In this section, you will learn how to monitor unified memory performance and GPU utilization on Grace–Blackwell systems during Retrieval-Augmented Generation (RAG) AI workloads. By observing real-time system memory and GPU activity, you will verify zero-copy data sharing and efficient hybrid AI inference enabled by the Grace–Blackwell unified memory architecture.
You will start from an idle system state, then progressively launch the RAG model server and run a query, while monitoring both system memory and GPU activity from separate terminals.

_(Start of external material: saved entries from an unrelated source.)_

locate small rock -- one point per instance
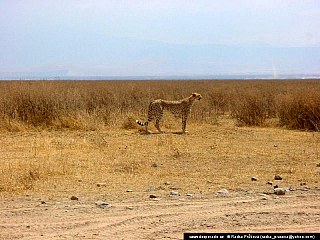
(101, 184)
(101, 204)
(223, 191)
(74, 198)
(277, 177)
(174, 193)
(150, 188)
(280, 191)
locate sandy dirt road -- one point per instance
(29, 218)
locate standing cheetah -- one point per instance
(181, 107)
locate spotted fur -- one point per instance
(181, 107)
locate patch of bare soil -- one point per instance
(168, 218)
(41, 171)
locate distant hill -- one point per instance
(111, 56)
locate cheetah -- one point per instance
(181, 107)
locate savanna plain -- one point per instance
(75, 165)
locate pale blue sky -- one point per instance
(32, 31)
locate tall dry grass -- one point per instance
(92, 105)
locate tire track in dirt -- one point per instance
(164, 220)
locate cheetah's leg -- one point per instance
(150, 118)
(184, 123)
(158, 121)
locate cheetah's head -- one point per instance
(196, 96)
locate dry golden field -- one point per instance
(60, 139)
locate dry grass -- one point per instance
(93, 105)
(59, 164)
(95, 138)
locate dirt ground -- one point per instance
(228, 157)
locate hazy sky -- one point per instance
(30, 23)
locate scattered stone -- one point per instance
(101, 204)
(223, 191)
(150, 188)
(101, 184)
(277, 177)
(174, 193)
(280, 191)
(74, 198)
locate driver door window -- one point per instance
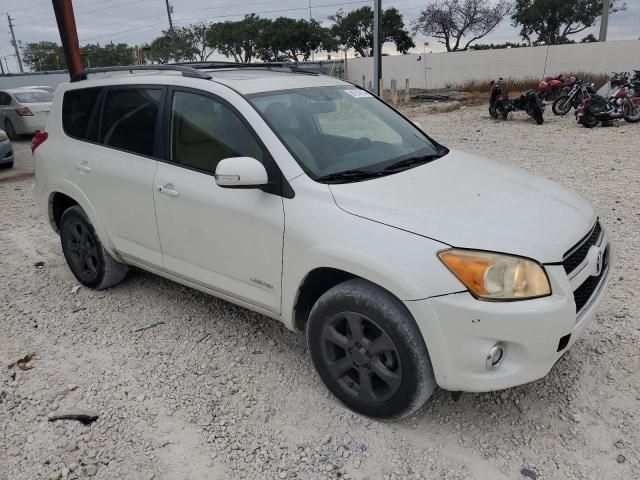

This hands-on experiment demonstrates how unified memory enables both the Grace CPU and Blackwell GPU to access the same memory space without data movement, optimizing AI inference performance.
You will start from an idle system state, then progressively launch the model server and run a query, while monitoring both system memory and GPU activity from separate terminals.
Through these real-time observations, you will verify that the Grace–Blackwell unified memory architecture enables zero-copy data sharing, allowing both processors to access the same memory space without moving data.
Open two terminals on your GB10 system and use them as listed in the table below:
| Terminal | Observation Target | Purpose |
|---|---|---|
| Monitor Terminal 1 | System memory usage | Observe memory allocation changes as processes run |
| Monitor Terminal 2 | GPU activity | Track GPU utilization, power draw, and temperature |
You should also have your original terminals open that you used to run the llama-server and the RAG queries in the previous section. You will run these again and use the two new terminals for observation.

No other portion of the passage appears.